ESPE2023 Poster Category 1 Multisystem Endocrine Disorders (28 abstracts)
1Department of Pediatrics, College of Medicine, Hallym University, Kangdong Sacred Heart Hospital, seoul, Korea, Republic of. 2Department of Pediatrics, Samsung Medical Center, Sungkyunkwan University School of Medicine, seoul, Korea, Republic of
Inborn Errors of Immunity (IEI) include more than 400 disorders representing aberrant function or development of the immune system. Recently, more attention has been paid to the interaction between the immune and endocrine systems. In this study, we aimed to investigate endocrine disorders in a cohort of IEI. We investigated the prevalence, clinical, and laboratory features of endocrine disorders in patients who were diagnosed with IEI from 1994 to 2022 in Samsung Medical Center, Seoul, Korea. IEI was classified according to the International Union of Immunological Societies classification.

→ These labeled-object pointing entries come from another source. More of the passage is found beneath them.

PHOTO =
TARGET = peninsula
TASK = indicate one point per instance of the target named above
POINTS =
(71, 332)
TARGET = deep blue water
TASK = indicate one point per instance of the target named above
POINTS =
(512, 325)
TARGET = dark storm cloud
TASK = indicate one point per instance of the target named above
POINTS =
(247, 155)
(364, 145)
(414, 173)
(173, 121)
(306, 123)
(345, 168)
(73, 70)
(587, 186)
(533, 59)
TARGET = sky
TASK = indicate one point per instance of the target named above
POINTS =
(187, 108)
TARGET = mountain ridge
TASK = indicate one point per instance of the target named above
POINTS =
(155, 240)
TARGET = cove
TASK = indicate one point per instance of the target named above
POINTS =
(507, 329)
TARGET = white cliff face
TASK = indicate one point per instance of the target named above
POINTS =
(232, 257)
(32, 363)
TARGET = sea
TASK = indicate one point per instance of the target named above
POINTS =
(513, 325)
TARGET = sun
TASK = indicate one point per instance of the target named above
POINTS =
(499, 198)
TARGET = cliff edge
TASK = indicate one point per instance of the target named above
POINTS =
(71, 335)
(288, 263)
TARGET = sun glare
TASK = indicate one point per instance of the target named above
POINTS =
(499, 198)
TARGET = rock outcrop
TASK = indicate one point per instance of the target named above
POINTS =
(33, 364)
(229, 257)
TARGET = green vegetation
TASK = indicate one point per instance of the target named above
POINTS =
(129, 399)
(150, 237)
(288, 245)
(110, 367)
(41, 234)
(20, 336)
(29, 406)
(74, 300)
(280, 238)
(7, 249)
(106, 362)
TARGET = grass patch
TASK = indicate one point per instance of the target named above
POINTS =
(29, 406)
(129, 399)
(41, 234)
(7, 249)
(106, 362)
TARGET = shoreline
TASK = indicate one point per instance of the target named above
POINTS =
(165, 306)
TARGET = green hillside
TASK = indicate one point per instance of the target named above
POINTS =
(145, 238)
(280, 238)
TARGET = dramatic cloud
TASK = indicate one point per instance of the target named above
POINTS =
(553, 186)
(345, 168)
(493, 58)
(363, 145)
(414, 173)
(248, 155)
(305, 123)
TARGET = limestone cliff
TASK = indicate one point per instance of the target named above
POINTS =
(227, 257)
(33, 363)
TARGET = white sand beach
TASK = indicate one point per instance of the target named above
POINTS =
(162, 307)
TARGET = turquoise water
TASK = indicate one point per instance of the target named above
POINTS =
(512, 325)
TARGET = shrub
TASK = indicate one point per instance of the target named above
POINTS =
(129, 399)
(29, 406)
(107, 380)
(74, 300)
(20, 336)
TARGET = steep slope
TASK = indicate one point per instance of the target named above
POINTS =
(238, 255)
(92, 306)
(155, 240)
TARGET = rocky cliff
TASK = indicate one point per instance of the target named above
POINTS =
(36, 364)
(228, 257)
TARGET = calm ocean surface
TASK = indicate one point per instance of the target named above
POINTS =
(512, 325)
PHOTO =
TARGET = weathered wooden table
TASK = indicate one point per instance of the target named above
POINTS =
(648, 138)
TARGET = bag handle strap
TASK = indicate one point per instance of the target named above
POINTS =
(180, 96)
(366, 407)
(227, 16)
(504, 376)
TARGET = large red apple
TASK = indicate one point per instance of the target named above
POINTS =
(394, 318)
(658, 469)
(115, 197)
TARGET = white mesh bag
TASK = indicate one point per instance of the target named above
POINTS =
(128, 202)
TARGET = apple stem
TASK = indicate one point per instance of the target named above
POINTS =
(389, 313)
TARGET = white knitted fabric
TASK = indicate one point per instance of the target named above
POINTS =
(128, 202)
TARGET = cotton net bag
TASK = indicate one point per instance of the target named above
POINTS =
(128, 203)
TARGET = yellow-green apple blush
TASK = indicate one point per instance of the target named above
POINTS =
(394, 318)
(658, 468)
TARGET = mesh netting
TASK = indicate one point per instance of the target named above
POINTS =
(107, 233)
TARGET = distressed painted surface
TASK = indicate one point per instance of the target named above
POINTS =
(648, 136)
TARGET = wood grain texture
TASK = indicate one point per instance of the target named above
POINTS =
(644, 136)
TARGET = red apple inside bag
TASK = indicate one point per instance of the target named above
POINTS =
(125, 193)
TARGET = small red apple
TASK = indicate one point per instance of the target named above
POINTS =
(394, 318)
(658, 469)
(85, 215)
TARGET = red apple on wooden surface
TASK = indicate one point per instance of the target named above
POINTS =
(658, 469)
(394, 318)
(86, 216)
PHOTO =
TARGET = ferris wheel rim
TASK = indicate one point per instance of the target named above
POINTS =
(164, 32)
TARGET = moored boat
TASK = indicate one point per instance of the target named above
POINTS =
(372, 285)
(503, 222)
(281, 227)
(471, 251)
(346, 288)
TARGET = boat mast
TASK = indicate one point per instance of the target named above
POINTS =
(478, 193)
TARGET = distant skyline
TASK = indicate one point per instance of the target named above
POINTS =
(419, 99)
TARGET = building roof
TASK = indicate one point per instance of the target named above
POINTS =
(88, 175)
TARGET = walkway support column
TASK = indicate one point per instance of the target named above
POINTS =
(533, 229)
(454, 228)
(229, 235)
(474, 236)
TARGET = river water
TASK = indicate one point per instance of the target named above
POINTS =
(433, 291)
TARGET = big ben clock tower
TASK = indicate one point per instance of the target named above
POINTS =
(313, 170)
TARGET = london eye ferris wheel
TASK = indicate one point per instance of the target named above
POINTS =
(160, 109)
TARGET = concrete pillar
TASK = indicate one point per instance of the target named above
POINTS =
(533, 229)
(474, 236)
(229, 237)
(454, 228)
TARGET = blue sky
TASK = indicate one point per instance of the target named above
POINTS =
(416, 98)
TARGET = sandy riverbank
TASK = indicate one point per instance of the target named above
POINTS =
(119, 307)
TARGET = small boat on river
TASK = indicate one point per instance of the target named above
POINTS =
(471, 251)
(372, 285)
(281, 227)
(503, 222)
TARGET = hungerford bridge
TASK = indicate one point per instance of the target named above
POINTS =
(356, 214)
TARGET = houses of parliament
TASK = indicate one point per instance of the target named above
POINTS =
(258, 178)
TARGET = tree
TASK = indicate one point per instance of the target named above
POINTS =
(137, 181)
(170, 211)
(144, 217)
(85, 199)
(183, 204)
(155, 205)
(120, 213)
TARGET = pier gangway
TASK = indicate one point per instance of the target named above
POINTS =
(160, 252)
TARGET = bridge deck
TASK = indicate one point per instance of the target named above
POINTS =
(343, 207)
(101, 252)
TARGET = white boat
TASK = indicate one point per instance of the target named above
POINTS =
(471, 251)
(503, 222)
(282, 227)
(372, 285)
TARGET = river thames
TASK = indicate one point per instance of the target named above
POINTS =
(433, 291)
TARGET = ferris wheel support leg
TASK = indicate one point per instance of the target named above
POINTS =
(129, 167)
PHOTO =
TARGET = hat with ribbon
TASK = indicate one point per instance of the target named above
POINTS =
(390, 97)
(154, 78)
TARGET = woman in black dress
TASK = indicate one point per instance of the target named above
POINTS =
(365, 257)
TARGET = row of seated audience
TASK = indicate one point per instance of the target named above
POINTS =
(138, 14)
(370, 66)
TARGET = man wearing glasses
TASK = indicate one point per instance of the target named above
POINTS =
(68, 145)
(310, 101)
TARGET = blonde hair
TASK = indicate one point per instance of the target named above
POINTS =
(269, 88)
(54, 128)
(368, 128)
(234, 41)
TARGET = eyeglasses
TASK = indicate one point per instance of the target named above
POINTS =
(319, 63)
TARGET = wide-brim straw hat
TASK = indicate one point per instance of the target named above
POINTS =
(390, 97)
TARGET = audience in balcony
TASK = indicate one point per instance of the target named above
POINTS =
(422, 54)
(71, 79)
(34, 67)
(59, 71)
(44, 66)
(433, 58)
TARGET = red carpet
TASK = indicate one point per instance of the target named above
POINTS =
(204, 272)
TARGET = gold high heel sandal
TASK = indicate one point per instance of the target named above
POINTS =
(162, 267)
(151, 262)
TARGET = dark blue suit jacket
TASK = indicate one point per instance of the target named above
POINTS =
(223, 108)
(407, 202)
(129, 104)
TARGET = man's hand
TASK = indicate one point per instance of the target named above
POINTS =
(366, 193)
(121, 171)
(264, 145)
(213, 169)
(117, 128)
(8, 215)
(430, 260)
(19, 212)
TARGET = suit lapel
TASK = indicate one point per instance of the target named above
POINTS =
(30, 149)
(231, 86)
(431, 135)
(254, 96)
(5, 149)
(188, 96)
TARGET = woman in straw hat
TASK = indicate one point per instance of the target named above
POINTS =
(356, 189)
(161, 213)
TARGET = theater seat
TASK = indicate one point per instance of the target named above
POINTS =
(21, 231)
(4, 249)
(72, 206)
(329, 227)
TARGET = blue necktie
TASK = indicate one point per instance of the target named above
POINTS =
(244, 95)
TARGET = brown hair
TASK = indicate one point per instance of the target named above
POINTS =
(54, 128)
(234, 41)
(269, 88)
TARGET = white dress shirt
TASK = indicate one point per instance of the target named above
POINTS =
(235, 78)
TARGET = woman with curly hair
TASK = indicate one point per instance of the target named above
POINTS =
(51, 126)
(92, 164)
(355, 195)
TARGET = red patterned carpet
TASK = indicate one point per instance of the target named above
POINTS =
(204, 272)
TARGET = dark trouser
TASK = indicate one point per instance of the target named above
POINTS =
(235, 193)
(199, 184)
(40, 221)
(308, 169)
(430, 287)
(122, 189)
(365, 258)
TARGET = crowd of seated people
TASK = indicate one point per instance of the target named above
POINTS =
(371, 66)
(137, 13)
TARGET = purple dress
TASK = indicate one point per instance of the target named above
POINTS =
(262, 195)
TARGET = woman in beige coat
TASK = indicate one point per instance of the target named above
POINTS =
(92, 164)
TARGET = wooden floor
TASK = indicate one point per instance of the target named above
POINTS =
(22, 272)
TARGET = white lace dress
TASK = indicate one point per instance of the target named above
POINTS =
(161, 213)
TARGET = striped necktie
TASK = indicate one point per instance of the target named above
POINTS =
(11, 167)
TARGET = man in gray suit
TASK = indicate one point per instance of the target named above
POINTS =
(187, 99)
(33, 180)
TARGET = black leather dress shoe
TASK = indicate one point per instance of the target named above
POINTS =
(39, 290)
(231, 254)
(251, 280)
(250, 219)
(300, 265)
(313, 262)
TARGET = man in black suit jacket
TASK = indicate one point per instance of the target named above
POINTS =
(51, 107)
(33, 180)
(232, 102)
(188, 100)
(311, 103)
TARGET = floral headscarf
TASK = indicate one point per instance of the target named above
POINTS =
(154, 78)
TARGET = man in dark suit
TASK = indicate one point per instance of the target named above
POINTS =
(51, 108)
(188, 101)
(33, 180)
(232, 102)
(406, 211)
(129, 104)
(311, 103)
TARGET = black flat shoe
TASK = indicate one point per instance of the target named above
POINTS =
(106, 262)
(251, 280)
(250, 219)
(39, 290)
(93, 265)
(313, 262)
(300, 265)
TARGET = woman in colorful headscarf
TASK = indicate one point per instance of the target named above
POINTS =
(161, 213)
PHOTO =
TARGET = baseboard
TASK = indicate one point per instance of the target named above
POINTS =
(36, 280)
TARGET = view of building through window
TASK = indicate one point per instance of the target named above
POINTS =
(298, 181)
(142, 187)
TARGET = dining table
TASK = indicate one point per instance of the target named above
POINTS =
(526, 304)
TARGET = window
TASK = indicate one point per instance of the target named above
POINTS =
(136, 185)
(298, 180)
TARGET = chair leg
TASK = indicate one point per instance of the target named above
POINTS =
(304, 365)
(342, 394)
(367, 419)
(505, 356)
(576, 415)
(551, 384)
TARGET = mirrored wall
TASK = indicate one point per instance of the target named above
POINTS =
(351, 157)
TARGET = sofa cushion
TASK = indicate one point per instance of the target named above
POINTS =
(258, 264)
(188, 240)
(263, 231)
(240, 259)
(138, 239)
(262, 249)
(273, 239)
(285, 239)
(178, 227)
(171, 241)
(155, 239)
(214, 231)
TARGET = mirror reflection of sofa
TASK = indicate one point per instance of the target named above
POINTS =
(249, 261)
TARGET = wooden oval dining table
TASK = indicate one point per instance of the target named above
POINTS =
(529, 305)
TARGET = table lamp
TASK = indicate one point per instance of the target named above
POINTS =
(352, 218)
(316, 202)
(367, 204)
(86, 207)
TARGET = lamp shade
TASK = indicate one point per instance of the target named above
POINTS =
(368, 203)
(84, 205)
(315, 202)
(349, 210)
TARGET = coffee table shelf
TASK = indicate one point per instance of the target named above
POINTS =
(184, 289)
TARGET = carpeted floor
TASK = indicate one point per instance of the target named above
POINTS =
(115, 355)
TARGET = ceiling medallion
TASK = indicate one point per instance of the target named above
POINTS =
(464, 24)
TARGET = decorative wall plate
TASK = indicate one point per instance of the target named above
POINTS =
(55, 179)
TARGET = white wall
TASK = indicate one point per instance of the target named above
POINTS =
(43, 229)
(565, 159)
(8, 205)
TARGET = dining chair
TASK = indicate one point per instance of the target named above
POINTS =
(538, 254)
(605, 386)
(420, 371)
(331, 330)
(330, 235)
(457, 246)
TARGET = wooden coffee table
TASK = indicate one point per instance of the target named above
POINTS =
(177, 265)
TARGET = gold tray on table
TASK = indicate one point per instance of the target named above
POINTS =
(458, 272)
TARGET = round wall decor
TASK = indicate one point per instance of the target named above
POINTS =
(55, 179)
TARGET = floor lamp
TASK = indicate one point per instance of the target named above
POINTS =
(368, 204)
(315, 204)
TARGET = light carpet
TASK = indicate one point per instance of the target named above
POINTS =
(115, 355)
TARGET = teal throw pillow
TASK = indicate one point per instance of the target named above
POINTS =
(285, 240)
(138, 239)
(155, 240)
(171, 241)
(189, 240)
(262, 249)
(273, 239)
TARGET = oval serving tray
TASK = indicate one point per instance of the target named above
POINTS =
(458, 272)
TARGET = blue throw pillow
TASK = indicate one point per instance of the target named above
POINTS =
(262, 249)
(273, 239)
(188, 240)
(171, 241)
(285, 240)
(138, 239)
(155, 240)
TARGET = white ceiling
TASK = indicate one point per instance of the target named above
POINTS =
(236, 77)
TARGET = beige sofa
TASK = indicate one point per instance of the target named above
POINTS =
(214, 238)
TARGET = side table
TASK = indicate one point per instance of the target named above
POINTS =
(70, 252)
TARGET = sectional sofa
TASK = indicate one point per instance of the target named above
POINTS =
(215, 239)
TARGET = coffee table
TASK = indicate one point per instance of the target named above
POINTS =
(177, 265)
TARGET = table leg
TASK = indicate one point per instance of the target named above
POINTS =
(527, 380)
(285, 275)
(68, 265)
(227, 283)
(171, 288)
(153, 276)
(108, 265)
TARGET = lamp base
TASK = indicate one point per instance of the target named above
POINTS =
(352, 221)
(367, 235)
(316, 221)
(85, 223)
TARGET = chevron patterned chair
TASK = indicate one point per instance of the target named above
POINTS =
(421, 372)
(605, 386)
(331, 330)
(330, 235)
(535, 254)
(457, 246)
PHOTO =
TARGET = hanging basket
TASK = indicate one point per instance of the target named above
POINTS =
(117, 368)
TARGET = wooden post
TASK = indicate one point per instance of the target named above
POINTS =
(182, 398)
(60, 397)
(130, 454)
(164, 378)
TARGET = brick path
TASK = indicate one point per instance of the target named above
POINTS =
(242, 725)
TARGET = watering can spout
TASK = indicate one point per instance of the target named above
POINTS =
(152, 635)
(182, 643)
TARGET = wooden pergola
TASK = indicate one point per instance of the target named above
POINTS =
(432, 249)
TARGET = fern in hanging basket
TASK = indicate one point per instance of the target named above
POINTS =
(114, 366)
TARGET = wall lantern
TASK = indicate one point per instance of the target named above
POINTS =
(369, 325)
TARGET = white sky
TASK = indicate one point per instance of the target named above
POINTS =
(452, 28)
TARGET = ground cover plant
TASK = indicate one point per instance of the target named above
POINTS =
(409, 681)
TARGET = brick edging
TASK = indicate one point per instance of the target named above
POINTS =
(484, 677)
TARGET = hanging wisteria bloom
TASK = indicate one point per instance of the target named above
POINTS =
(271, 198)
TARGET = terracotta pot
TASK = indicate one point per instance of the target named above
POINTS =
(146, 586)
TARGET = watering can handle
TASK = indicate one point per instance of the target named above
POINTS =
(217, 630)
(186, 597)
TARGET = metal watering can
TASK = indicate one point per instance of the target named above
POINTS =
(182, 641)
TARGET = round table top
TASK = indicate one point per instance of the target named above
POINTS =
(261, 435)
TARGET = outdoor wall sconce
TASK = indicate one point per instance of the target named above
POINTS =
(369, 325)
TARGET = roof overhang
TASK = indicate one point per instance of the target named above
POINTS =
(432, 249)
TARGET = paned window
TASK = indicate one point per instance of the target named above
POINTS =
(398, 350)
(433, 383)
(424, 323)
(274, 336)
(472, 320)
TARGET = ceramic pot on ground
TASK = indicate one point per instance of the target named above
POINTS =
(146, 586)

Of the 170 patients with IEI, endocrine evaluation was performed in 125 (73.5%). Among 125 patients, 35 (28%) had endocrine disorders. The median age of the 35 patients with endocrine disorders was 14.0 years (IQR, 11.0 – 20.0, range, 1-79) and twelve patients were male. The most common type of IEI with endocrine disorders was “Combined immunodeficiencies” (40%) followed by “Predominantly antibody deficiencies” (20%), “Immune dysregulation” (14.2%). Among 35 patients, ten patients (28.6%) underwent hematopoietic stem cell transplantation, and seven patients (20%) were treated with long-term steroid therapy. One patient received both HCT and long-term steroid therapy. Thyroid involvement was most commonly observed; non-autoimmune hypothyroidism (n=12), and Hashimoto's thyroiditis (n=3). Hypogonadotrophic hypogonadism was observed in five females and three males, and all of them received hormonal replacement therapy. The adrenal insufficiency was noted in seven patients, five of whom were due to long-term steroid use. Growth hormone (GH) deficiency was found in six patients, five of whom were treated with GH and the response was good without side effects. Hypoparathyroidism was found in three patients, and all of them were diagnosed with DiGeorge syndrome. Type 2 diabetes mellitus was noted in two patients. This is the first study to describe endocrine disorders in IEI patients in Korea. As these endocrine disorders may cause health burden, endocrine evaluation should be carefully considered in IEI patients.